Musique: Lady Ponce en concert à YA-FE

On ne la présente plus, la valeur sûre du bikutsi camerounais. Avec un nom emprunté aux déesses des hautes sphères et aux partisans de l’innovation de l’art du rythme et du son, si mûrement conçus, la camerounaise «Lady Ponce» de son patronyme Ngono Adèle Rufine est incontestablement l’une des grandes étoiles montante de la chanson camerounaise.Lady ponce b

Auteur-compositeur-interprète, cette grande danseuse à la silhouette svelte a hérité de sa force de caractère et des rouages de la tradition «béti» de sa maman, grande cantatrice et animatrice des réseaux d’association Villageoise et par ailleurs homonyme de la diva (Ngono Rufine Adèle pour la maman). Très tôt initiée à l’art du chant alors qu’elle était âgée de 10 ans, Lady Ponce réussit sa première sortie sur la place publique en remplaçant sa mère, lors d’une visite du Sous-préfet de la localité. Sa force de caractère et sa précision feront de sa prestation, une véritable émulation qui se propagera comme une traînée de poudre dans les localités environnantes et fera d’elle, le bouquet de roses de toutes manifestations analogue. Peu de temps après ses débuts, elle rejoint les ordres dans l’espoir de devenir sœur religieuse.

Cette éducation va par la suite forger son être et développer son altruisme. Aujourd’hui, elle compte trois albums et une quinzaine de titre sur le marché de la world musique. Ce soir, elle va s’exprimer sur la scène de Yaoundé en fête. Elle revisitera tant bien que mal, son grand répertoire fourni pour les mélomanes de ya-fé. Toujours dans la même veine, un autre géant de la musique made in Cameroun, précédera la ponce attitude. Il s’agit de jean Pierre Essome, l’auteur du titre à succès «Tchakala»,de retour sur la scène après plusieurs années d’absence sur les plateaux.

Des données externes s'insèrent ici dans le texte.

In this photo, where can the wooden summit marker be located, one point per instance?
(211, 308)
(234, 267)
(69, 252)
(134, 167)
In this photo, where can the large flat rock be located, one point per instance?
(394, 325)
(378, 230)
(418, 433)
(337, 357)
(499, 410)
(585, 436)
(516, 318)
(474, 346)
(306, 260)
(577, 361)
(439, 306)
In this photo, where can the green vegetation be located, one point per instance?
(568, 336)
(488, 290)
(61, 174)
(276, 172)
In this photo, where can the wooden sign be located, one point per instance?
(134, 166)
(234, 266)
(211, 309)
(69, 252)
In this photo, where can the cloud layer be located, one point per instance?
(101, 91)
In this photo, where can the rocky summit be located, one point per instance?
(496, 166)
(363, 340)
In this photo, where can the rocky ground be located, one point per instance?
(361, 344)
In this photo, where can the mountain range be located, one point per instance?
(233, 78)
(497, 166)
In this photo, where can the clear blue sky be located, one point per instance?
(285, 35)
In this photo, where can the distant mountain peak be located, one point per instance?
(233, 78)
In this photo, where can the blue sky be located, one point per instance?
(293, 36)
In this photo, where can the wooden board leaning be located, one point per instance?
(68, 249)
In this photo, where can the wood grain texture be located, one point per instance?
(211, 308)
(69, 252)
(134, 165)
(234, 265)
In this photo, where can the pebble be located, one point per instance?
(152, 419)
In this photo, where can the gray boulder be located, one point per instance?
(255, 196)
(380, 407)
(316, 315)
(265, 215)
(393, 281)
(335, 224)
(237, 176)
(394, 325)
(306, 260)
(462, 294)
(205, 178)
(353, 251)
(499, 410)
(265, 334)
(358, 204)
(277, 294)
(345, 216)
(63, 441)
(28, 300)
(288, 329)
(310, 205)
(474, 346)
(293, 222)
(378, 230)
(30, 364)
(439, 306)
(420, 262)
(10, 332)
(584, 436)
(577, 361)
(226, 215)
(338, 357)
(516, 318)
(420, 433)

Il faut par ailleurs dire que le podium de Yaoundé en fête reste une grande plateforme qui célèbre une fièvre de réconciliation entre certains artistes qui avaient déjà perdu les repères de la scène. On reste dans la cadence makossa avec Mathematik de Petit pays qui lui aussi viendra de Douala uniquement pour le plaisir des yaoundéens. Il faut par ailleurs rappeler que hier dimanche, la scène était en effervescence avec deux grands ténors du bikutsi. Ange Ebogo Emarand et Ekambi Brillant. Ils ont su se remémorer les années passées de gloire dans leurs rythmes qui se dansent toujours aussi bien et, qui gardent le feeling des générations.